07 June 2016

Why new Cabinet must differ from Sunday Monitor list


In Summary



Demoralised public officials have neglected their responsibilities. Corrupt people have captured resources that belong to the public and use them for their personal gain. The predatory class seems bent on retaining what they have captured.






With a distinctly journalistic flavour, Sunday Monitor of June 5 published a credible story of Ugandans who would make the cut for an ideal cabinet. Admittedly, the people on that list have the potential to make us give a clear affirmative answer to the question the headline raised: “Is this the Cabinet that would deliver?”






However, potential alone doesn’t cut it. Reality does. It is good the paper was honest enough to note: “Dr Kizza Besigye and Mr Museveni in the same Cabinet is a daydream.”
Reality rests prominently in the winner-takes-all rules of our elections. President Museveni was on February 20 declared the winner. Behind his triumph, there were ideological cadres, suave mobilisers, trusted confidants, close aides, zealous supporters, party bankrollers, relatives and many others.






Those are the people queuing for just deserts, including juicy cabinet slots. Justice, these people expect, is done when they receive back by way of reward an equivalent to the contribution they made to win the elections. That’s why some may see the Sunday Monitor list as great nonsense.
I can’t argue with that. That’s reality. The problem, though, is that political appointees can have ways of interfering with the work of technocrats at line ministries. By heeding “orders from above” they frustrate some line people responsible for achieving the technical goals of policies.






I believe that we have resourceful technocrats. I began to interview some of them in mid 1999 when I joined The New Vision as a business reporter. Shortly after, Uganda became the first to benefit from the Highly Indebted Poor Countries debt write-off by multilateral creditors. A source told me that technocrats at the Finance ministry had produced the best plan in the world for channelling savings from the debt waiver to poverty eradication and other social services.
Our problem is lousy implementation of policies and laws. I have in mind the half-heartedly implemented Decentralisation Policy of 1992 and the Local Governments Act of 1997 that operationalised it. Robust implementation of these instruments would have given us better chances of handling many of the poverty problems our people face, especially in rural areas, because local leaders know best what is happening in their localities.
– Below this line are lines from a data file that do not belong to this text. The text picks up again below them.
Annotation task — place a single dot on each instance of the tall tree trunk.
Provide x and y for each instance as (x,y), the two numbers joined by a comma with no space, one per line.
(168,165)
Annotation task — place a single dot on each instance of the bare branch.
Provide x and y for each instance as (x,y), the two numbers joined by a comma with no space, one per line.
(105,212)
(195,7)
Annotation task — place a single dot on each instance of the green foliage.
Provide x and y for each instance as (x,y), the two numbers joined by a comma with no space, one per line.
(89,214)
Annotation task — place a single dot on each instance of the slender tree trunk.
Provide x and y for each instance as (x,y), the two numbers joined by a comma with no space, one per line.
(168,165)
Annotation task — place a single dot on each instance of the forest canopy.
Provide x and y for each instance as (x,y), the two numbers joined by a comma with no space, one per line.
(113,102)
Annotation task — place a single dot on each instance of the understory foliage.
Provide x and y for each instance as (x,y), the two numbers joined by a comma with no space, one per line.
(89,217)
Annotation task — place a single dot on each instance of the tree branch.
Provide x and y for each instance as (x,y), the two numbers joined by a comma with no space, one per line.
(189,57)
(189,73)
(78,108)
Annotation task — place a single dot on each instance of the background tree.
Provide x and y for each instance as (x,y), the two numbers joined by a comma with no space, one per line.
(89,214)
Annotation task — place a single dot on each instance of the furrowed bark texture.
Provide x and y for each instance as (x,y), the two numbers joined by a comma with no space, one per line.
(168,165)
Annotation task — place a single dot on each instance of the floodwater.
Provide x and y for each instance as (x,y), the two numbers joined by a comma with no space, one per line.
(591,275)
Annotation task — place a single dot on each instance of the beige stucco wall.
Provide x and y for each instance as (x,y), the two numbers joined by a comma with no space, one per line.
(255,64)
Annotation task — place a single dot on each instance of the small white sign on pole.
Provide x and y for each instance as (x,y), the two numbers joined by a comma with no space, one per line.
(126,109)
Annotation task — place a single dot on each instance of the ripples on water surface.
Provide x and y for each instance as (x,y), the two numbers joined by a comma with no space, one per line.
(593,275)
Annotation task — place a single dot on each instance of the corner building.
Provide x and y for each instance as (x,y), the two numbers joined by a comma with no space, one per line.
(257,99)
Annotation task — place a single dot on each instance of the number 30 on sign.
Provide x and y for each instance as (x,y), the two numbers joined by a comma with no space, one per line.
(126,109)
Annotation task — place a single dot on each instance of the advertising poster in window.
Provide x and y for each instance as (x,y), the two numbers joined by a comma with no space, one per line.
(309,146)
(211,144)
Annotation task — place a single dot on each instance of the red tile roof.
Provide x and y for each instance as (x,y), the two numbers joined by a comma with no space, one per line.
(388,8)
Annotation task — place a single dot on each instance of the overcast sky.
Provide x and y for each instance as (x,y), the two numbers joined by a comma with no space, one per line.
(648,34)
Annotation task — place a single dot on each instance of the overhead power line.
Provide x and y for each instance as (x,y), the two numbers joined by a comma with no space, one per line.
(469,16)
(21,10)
Also, the involvement and participation of citizens in many aspects of development would have been better realised through decentralisation. Resource distribution or redistribution would further be a good basis for decentralised governance as “people from up there to down there” would feel good that they know what is happening to development resources. Also, issues of equality and equity would be better addressed if social planning involved communities.
Indeed, several studies show that when people have a hand in planning and decision-making, they feel that the plan being implemented is theirs and, therefore, they’ll strive to make it work. Sadly, the people who keep telling us that Uganda is on the verge of becoming a middle income nation are ignoring this fact. Yet their pronouncements seem to be based on the tendency to count chicken before they hatch.






Will oil lift us to middle income status by 2020? Not an easy question to answer. Demoralised public officials have neglected their responsibilities. Corrupt people have captured resources that belong to the public and use them for their personal gain. The predatory class seems bent on retaining what they have captured. So what’s to stop them from capturing our oil wealth?
Inevitably, the next Cabinet line-up must differ much from Sunday Monitor’s wish list because of the political calculations that exert so much pressure on President Museveni’s decisions.
Okodan is a lecturer at Kampala International University.